De Puniet gab zu, dass er mehr erwartet habe, aber auch schon zuvor einige Probleme mit neuen Reifen hatte. Er schloss ab: "Ich habe alles gegeben. Morgen müssen wir das Bike noch verbessern, besonders in den langgezogenen Kurven. Unser Tempo ist gut, wir wollen in die Top-10!"

Teamkollege Loris Capirossi muss das Feld am Sonntag von hinten aufrollen. "Ich bin enttäuscht, das Team hat sehr gut gearbeitet und das Motorrad war bereit, aber ich konnte die weichen Reifen nicht so nutzen, wie ich sollte", erklärte der Italiener, der nur auf dem 17. Rang landete. "Ich hätte nur drei Zehntel schneller fahren müssen und wir wären in den Top-10 gewesen, aber es war nicht genug."

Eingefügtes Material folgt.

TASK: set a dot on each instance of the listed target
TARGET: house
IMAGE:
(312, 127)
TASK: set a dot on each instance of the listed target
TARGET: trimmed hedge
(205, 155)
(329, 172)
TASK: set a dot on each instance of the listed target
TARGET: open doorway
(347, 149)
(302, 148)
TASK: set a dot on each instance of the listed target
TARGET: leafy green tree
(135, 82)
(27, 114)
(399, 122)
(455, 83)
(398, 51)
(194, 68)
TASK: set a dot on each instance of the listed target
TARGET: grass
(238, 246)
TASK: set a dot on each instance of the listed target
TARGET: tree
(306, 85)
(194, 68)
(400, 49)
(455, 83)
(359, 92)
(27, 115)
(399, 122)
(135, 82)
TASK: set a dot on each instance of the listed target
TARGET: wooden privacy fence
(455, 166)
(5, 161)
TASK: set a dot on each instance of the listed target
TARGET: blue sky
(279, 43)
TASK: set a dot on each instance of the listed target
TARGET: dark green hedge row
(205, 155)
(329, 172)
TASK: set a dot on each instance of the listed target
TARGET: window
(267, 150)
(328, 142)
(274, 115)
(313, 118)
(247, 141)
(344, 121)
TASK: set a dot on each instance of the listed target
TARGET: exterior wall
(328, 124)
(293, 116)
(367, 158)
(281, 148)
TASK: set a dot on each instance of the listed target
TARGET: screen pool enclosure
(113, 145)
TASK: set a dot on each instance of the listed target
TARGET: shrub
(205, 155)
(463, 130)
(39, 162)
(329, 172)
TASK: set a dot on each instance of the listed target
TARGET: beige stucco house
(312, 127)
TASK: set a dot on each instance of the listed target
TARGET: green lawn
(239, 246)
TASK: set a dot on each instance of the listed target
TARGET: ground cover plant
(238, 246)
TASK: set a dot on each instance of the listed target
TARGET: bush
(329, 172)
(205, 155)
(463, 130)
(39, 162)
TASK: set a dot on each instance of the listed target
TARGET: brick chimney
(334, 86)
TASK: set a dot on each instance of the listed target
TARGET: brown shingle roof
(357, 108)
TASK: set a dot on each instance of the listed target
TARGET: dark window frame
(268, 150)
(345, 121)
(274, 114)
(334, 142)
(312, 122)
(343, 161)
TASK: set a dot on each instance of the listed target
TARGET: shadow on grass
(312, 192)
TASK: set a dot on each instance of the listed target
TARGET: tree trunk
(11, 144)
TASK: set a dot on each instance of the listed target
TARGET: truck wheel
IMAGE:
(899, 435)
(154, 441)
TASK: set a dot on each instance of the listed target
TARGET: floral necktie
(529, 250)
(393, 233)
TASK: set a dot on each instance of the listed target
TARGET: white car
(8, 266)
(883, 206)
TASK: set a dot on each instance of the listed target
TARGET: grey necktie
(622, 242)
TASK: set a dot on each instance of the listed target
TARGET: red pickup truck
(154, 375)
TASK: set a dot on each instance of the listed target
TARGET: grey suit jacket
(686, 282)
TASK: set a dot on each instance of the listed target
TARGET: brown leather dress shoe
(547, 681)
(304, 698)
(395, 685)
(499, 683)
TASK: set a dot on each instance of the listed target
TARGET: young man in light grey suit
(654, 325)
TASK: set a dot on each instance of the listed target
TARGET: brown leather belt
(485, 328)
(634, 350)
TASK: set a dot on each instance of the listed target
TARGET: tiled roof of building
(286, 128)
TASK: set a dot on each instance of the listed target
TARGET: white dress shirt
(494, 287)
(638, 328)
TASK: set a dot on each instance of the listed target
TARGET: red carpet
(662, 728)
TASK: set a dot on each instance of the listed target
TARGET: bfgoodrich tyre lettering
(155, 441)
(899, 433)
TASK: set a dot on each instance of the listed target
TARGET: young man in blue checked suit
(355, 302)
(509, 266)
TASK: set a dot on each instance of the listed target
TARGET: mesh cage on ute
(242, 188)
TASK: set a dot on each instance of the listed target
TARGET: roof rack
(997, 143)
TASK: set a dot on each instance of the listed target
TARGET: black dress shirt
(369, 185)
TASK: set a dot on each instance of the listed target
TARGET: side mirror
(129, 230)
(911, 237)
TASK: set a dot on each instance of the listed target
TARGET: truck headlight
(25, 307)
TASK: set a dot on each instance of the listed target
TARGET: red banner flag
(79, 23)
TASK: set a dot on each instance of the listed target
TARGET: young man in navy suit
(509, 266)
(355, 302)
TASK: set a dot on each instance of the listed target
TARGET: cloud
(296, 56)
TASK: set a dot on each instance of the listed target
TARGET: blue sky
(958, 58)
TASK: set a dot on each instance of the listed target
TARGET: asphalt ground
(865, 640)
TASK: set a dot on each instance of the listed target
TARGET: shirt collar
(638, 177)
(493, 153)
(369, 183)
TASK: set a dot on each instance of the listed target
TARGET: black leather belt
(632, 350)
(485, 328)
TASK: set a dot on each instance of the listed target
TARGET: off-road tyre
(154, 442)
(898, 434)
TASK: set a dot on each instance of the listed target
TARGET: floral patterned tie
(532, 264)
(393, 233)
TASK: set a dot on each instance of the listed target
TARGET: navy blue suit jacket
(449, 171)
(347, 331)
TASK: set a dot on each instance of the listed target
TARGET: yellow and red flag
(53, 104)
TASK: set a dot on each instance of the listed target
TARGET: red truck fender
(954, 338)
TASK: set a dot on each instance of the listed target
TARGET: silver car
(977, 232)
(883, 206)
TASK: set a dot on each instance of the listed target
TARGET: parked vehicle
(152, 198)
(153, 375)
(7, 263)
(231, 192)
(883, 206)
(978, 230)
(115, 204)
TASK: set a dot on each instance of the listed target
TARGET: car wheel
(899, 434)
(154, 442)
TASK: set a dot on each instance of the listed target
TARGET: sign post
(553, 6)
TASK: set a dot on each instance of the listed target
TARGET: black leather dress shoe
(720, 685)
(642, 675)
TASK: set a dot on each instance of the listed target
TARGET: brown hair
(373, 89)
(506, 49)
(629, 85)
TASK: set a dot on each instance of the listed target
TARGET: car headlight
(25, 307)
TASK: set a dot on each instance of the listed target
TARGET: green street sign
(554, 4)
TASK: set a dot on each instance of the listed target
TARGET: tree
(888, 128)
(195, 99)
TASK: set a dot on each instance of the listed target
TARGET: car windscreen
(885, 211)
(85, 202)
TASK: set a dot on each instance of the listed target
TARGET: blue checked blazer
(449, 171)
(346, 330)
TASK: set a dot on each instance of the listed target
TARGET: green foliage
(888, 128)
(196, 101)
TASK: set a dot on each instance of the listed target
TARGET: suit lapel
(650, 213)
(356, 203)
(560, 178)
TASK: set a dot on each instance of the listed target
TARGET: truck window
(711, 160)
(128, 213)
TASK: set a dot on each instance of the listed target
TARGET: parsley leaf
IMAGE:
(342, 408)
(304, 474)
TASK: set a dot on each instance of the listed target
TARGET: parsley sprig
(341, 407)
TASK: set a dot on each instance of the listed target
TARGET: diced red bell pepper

Dabei hatte die Nachmittagssession für den Pramac-Fahrer gut begonnen. "In den letzten Runden konnten wir einfach nicht das geben, was wir sollten", ärgerte er sich wieder. Capirossi ergänzte: "Wir hoffen, dass wir das Rennen morgen retten können, selbst wenn die Schmerzen in der Schulter wieder stark sind und ich hoffe, dass mir das im letzten Teil des Rennens keine Probleme macht."